As AI adoption rises into everyday work, organisations have less visibility into what employees are using than they did a year ago, according to AvePoint‘s third annual State of AI Report.

“Nearly half of global employees are already relying on AI agents weekly or daily, and organisations are deploying agents faster than they are building the foundations required to trust them,” said Dr Tianyi Jiang (TJ), CEO and co-founder, AvePoint. “The constraint on enterprise AI is no longer model capability, but whether organisations have built a trust layer: the data visibility, governance, and enforceable control required to scale AI with confidence. Without it, speed of deployment becomes speed of exposure.”
AI visibility gaps
Titled “Scaling Trust, Control, and Readiness in the Agentic Era”, the report finds that the percentage of organisations unable to determine whether employees are using unsanctioned AI tools has nearly tripled, from 6.3% in 2025 to 17.6% in 2026.
The blind spot is higher for AI agents, with 21.1% of organisations unable to account for unsanctioned agent activity.
The report also found that more than 4 in 5 organisations are confident in their ability to prevent unauthorised access to AI-related data. However, around 72% of confident organisations still experienced an unauthorised access incident in the past 12 months.
Furthermore, 90% of organisations delayed agentic and generative AI deployments by nearly six months, mainly due to data security and governance concerns.

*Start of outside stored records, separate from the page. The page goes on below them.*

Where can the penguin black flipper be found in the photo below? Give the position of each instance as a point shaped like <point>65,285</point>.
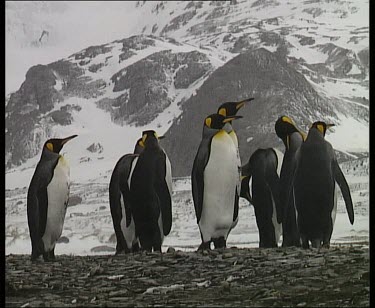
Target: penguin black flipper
<point>164,194</point>
<point>124,187</point>
<point>287,188</point>
<point>200,162</point>
<point>341,181</point>
<point>273,181</point>
<point>245,189</point>
<point>236,206</point>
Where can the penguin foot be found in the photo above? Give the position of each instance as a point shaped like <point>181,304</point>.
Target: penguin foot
<point>204,246</point>
<point>220,242</point>
<point>136,248</point>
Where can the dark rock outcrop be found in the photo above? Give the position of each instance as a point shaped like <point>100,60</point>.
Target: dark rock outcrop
<point>148,81</point>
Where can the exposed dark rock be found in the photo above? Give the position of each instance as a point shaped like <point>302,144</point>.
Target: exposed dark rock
<point>178,21</point>
<point>251,277</point>
<point>92,52</point>
<point>63,239</point>
<point>277,89</point>
<point>61,117</point>
<point>95,67</point>
<point>74,200</point>
<point>103,248</point>
<point>136,42</point>
<point>305,40</point>
<point>364,57</point>
<point>126,55</point>
<point>147,82</point>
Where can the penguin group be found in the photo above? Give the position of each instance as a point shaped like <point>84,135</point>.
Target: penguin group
<point>300,202</point>
<point>296,203</point>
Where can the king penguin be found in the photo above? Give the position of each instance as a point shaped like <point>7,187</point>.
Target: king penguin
<point>119,202</point>
<point>151,193</point>
<point>230,109</point>
<point>292,138</point>
<point>214,182</point>
<point>47,199</point>
<point>316,172</point>
<point>262,169</point>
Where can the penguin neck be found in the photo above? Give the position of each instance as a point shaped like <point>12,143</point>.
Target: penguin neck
<point>295,141</point>
<point>209,132</point>
<point>49,155</point>
<point>314,134</point>
<point>228,127</point>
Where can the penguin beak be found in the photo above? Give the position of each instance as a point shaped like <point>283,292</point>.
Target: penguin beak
<point>304,136</point>
<point>229,119</point>
<point>65,140</point>
<point>242,103</point>
<point>287,120</point>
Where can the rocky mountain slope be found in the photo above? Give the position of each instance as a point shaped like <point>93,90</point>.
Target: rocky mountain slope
<point>308,60</point>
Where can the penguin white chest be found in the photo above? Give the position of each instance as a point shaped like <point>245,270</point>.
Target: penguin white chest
<point>128,232</point>
<point>58,194</point>
<point>220,179</point>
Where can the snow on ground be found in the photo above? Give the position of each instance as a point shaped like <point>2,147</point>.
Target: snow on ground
<point>88,225</point>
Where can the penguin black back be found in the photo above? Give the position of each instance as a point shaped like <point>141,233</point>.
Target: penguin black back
<point>119,200</point>
<point>262,169</point>
<point>292,138</point>
<point>316,173</point>
<point>151,199</point>
<point>49,184</point>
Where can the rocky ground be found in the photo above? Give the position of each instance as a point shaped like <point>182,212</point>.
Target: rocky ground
<point>335,277</point>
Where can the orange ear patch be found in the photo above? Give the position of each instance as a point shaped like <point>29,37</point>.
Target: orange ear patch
<point>49,146</point>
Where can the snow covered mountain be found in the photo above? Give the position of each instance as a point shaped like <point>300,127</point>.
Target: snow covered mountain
<point>106,71</point>
<point>309,61</point>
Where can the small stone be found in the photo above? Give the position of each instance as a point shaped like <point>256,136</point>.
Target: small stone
<point>227,255</point>
<point>171,250</point>
<point>226,286</point>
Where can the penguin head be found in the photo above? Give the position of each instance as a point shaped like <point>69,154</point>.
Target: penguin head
<point>217,121</point>
<point>284,127</point>
<point>150,138</point>
<point>139,146</point>
<point>321,127</point>
<point>229,109</point>
<point>55,145</point>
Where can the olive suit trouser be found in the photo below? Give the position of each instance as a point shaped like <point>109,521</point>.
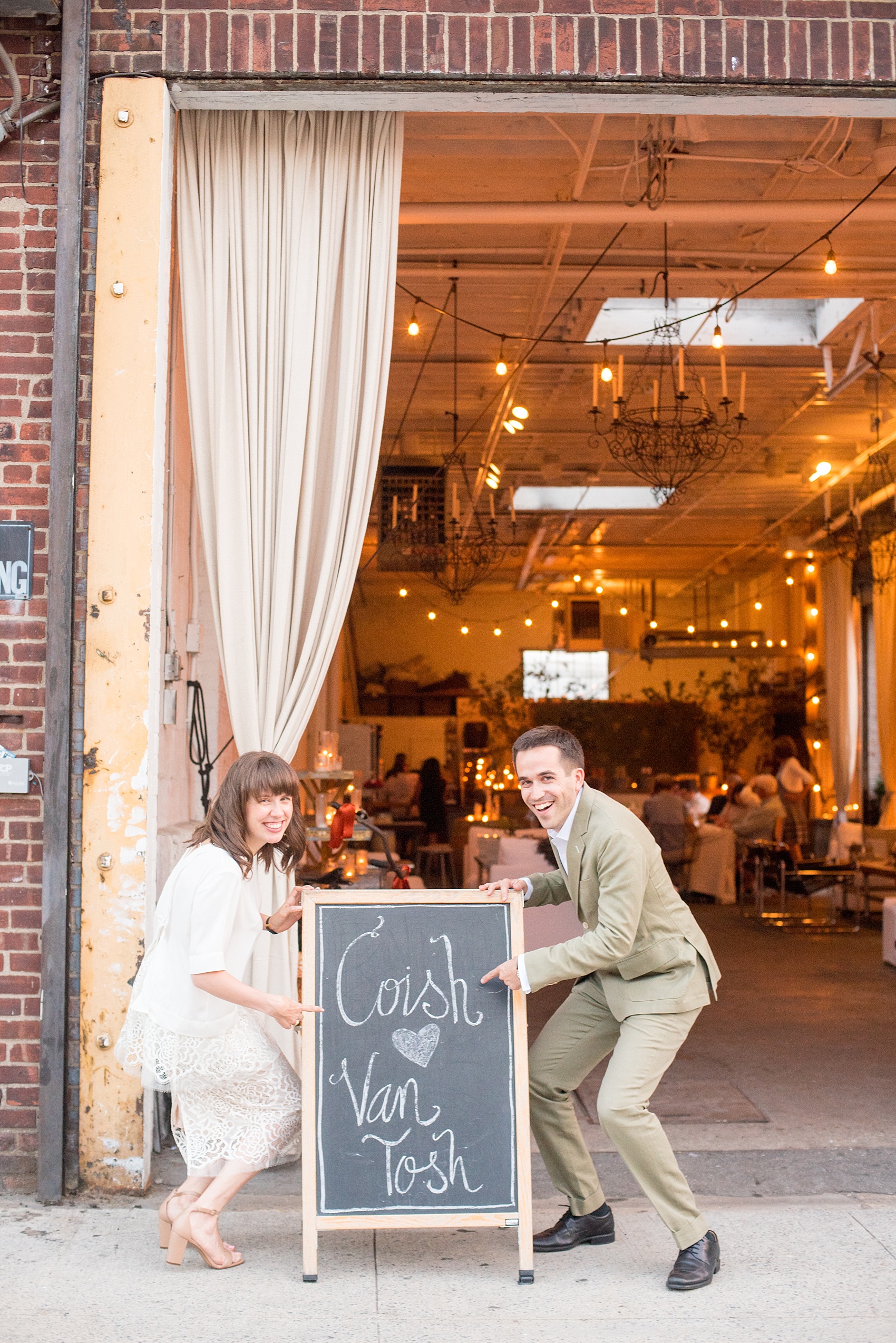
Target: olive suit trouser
<point>579,1035</point>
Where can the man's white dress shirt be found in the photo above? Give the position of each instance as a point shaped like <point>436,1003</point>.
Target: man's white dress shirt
<point>561,843</point>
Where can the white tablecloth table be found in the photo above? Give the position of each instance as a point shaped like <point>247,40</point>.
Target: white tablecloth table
<point>713,867</point>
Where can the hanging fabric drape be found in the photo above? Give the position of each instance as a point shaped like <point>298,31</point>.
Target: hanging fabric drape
<point>841,676</point>
<point>884,613</point>
<point>288,231</point>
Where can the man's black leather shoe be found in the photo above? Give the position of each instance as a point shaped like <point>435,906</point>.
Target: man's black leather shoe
<point>591,1229</point>
<point>696,1265</point>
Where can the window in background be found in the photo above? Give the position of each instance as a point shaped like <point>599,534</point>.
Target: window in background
<point>554,674</point>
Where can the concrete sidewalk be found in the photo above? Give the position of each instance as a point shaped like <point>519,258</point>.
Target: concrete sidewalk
<point>794,1271</point>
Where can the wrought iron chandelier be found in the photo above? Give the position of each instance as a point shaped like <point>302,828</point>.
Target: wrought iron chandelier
<point>459,554</point>
<point>664,430</point>
<point>865,538</point>
<point>456,554</point>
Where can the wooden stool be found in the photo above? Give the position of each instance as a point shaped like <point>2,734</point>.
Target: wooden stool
<point>437,860</point>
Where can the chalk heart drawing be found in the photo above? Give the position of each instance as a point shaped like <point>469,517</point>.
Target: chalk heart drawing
<point>417,1045</point>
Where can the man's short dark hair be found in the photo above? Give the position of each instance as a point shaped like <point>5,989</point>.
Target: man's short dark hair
<point>550,735</point>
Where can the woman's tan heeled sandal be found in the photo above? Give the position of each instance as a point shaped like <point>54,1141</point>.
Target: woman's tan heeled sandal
<point>178,1244</point>
<point>165,1219</point>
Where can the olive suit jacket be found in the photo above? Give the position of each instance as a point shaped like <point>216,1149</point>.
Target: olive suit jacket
<point>638,938</point>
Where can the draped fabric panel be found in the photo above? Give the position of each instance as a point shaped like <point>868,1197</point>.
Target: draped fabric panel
<point>288,231</point>
<point>841,676</point>
<point>884,648</point>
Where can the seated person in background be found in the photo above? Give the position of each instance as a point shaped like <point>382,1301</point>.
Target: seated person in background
<point>665,816</point>
<point>738,799</point>
<point>695,802</point>
<point>708,790</point>
<point>762,823</point>
<point>430,801</point>
<point>722,799</point>
<point>400,787</point>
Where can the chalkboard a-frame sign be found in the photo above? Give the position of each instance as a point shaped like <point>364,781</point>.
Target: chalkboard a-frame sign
<point>415,1087</point>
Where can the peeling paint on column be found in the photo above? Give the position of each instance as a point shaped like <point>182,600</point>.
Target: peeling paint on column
<point>121,668</point>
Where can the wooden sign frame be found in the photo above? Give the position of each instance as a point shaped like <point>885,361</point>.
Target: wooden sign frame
<point>315,1223</point>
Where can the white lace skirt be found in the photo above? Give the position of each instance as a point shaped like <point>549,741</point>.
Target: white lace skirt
<point>234,1096</point>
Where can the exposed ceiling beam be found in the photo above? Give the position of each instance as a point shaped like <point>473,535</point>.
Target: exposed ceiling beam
<point>844,280</point>
<point>835,479</point>
<point>734,212</point>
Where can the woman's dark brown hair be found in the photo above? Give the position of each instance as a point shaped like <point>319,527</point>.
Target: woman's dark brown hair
<point>257,774</point>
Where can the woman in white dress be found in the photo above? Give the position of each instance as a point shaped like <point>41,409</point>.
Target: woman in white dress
<point>194,1028</point>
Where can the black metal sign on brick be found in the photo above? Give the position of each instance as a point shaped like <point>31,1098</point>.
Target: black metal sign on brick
<point>16,561</point>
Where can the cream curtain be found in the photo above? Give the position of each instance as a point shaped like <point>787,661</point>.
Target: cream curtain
<point>884,648</point>
<point>288,227</point>
<point>841,676</point>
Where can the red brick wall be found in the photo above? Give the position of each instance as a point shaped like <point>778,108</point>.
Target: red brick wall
<point>763,41</point>
<point>603,41</point>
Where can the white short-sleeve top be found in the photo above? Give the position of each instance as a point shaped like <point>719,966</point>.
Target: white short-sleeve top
<point>207,919</point>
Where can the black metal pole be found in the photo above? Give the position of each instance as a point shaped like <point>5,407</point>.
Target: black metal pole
<point>64,446</point>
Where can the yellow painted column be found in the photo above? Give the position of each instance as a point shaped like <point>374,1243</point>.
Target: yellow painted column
<point>124,610</point>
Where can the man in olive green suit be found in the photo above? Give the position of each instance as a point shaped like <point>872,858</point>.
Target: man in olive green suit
<point>642,971</point>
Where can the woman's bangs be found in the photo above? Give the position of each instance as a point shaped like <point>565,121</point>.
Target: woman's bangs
<point>272,777</point>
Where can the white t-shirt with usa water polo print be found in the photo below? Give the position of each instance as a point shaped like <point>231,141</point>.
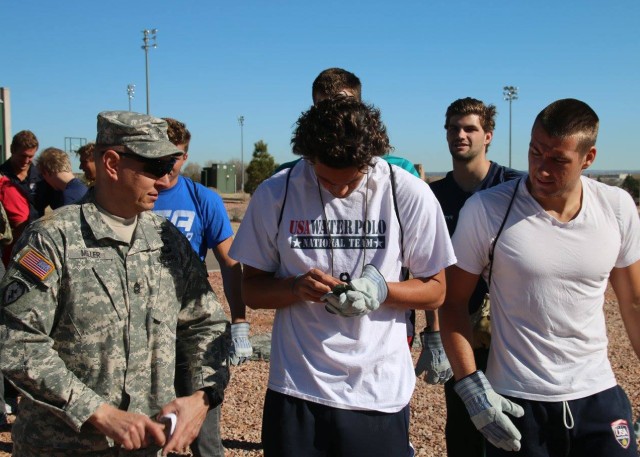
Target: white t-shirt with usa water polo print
<point>360,363</point>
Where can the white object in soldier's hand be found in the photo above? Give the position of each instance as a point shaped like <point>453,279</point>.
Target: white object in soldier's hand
<point>169,420</point>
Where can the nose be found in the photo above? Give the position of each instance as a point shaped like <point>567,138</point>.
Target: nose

“Trust in AI cannot be measured by confidence alone,” said John Peluso, chief technology officer, AvePoint. “It requires operational foundations: visibility into what AI systems are doing, enforceable governance over the data they consume and create, and the ability to audit and correct outcomes when something goes wrong. This is what distinguishes a trust layer from a trust score.”
The study, conducted in partnership with Osterman Research, surveyed 750 enterprise leaders with direct responsibility for information management, data security, or AI programs across the Americas, EMEA, and APAC.